Con lentos pasos, otra razón para que Lamerskeny se enojara, el sacerdote condujo a sus visitantes hasta el lago sagrado. Puarma estaba fascinado por el esplendor de los templos coloreados que parecían encajarse unos en otros, mientras Lamerskeny se dejaba hechizar por unos suaves perfumes que le recordaban a exquisitas amantes.

El tamaño del lago dejó pasmados a los dos oficiales. Centenares de golondrinas sobrevolaban la azulada superficie en la que, durante las fiestas, los sacerdotes hacían navegar barcas en miniatura.

—Quitaos la ropa —ordenó el sacerdote.

—¿Nos permitís nadar? —preguntó Lamerskeny.

—Debéis purificaros.

—¡No pensamos convertirnos en sacerdotes!

—La regla exige que cualquier persona admitida en el templo, aunque sólo sea temporalmente, sea purificada. Desnudaos, bajad lentamente hacia el lago tomando la escalera de piedra, entrad en el agua, permaneced inmóviles unos instantes y recogeos orientando vuestro espíritu hacia la luz.

—Conservaré mi espada —exigió Lamerskeny.

—Ni hablar, las armas deben depositarse en el umbral del templo.

—Vamos allá —recomendó Puarma.

Cuando Lamerskeny se quitó la tosca camisa, el sacerdote no pudo disimular su asombro.

—Extraño brazo, ¿eh? Antes de salir de Napata, hice reforzar el armazón de madera con metal, y el especialista de los carros untó el conjunto con resina.

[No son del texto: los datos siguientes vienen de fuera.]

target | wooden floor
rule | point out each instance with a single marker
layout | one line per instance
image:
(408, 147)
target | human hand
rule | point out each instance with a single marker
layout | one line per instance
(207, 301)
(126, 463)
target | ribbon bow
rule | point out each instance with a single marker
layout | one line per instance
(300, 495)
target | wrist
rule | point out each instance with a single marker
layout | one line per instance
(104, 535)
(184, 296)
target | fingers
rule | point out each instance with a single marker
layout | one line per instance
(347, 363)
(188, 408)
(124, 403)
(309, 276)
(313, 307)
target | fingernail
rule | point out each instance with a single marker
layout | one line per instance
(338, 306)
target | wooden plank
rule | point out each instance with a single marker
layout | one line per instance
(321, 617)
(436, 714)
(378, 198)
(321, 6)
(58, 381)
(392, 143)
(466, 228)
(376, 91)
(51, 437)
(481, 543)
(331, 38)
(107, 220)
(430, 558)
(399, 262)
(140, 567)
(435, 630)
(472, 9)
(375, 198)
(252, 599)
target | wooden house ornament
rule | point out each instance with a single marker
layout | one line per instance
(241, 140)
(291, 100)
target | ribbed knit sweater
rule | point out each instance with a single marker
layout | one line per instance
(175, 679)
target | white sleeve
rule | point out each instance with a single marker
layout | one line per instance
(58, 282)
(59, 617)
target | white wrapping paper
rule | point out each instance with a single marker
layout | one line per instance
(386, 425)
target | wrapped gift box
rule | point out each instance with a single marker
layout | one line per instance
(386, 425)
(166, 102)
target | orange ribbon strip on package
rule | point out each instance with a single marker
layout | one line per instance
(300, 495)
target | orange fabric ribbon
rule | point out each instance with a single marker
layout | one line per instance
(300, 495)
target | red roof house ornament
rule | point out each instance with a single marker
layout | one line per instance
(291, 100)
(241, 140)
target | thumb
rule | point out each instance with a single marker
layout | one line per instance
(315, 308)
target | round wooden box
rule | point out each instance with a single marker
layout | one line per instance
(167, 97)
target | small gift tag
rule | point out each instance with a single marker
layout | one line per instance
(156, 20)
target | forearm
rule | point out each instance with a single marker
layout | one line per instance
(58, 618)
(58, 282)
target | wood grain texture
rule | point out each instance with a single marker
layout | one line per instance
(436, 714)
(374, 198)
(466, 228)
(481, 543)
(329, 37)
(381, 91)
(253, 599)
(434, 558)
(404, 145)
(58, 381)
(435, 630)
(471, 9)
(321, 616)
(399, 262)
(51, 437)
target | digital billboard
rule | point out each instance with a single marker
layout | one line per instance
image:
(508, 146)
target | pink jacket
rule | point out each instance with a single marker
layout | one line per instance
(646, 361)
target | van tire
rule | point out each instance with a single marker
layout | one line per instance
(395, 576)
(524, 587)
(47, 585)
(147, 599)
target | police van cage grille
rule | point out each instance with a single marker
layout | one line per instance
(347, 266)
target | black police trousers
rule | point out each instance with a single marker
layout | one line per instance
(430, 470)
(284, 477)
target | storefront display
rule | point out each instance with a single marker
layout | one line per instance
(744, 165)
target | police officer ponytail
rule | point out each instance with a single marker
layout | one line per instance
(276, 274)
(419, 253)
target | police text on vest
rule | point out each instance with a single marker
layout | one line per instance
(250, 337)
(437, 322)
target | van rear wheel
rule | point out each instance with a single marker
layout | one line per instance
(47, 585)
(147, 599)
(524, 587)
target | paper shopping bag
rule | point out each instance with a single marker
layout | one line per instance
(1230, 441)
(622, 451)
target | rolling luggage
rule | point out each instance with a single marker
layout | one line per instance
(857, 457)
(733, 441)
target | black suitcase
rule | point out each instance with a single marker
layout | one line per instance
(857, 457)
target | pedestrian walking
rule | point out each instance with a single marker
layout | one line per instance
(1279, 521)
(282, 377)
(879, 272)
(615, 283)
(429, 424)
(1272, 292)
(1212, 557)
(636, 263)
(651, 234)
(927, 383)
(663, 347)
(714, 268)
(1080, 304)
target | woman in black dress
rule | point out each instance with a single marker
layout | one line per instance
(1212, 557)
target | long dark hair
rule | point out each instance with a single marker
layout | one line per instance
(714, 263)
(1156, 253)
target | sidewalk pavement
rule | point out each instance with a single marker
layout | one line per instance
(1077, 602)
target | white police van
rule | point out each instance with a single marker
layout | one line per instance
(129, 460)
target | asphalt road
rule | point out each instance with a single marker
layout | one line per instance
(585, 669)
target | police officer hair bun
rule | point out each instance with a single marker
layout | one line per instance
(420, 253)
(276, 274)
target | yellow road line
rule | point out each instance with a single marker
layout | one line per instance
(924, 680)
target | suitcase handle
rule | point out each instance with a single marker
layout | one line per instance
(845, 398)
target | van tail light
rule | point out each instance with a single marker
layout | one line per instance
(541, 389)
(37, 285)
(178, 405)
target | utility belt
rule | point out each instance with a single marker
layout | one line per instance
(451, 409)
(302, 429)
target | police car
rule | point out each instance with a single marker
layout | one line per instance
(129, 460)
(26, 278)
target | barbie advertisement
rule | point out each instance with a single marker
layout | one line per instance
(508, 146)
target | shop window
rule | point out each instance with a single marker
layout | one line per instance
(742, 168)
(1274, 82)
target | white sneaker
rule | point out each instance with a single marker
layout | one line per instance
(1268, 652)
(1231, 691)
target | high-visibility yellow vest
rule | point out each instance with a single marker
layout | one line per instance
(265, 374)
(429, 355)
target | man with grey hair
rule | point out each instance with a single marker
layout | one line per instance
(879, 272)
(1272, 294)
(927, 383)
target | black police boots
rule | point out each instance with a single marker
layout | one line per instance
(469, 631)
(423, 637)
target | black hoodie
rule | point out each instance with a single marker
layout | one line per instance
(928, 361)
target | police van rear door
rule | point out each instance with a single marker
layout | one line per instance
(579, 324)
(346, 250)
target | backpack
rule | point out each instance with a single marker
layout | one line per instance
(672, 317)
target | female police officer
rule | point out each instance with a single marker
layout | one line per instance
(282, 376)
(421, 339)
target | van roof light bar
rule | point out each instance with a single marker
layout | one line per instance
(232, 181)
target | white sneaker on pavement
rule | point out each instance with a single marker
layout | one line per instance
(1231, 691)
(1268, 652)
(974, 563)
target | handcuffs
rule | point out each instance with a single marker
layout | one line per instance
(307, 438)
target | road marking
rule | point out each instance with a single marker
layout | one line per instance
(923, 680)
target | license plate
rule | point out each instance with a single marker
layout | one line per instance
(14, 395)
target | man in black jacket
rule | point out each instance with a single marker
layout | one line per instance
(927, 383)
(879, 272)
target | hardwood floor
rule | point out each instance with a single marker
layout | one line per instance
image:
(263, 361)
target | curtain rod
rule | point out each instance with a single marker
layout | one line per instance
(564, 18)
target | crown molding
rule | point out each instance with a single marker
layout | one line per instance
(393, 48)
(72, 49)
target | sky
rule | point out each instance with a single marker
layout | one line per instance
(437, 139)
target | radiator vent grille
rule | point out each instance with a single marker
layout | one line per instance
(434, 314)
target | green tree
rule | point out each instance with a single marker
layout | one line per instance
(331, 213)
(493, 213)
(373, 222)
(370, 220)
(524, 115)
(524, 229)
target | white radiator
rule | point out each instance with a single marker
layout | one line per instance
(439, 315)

Desnudos, ambos soldados se purificaron en el lago sagrado. Luego les vistieron con un taparrabos de lino de reluciente blancura, les afeitaron y les perfumaron con incienso.

—Ante Dios —recomendó el sacerdote—, no alardeéis de poseer el poder. Sin él, el brazo carece de fuerza; Dios convierte al débil en fuerte, él permite que un solo hombre pueda vencer a mil.

Siendo ya «sacerdotes puros», el primer peldaño de la jerarquía religiosa, Lamerskeny y Puarma fueron invitados a derramar un poco de agua santa sobre los alimentos depositados en los altares y a recitar un texto ritual dirigido a Amón: «Muéstranos el camino, permítenos combatir a la sombra de tu poder.»

—Ahora —dijo el sacerdote—, podéis penetrar en la gran sala de columnas.

Ambos oficiales quedaron sin aliento.

La sala, construida por Seti I y Ramsés II, se componía de gigantescos papiros de piedra en los que se desplegaban coloreadas escenas que mostraban al faraón haciendo ofrendas a los dioses. Practicadas en las enormes losas del techo, unas pequeñas aberturas dejaban pasar rayos de luz.

Y precisamente en uno de esos haces vio Lamerskeny una aparición: una muchacha que vestía una larga túnica blanca con tirantes, y que llevaba los pechos cubiertos por un chal amarillo pálido.

—¡Una diosa! —balbuceó—, es una diosa.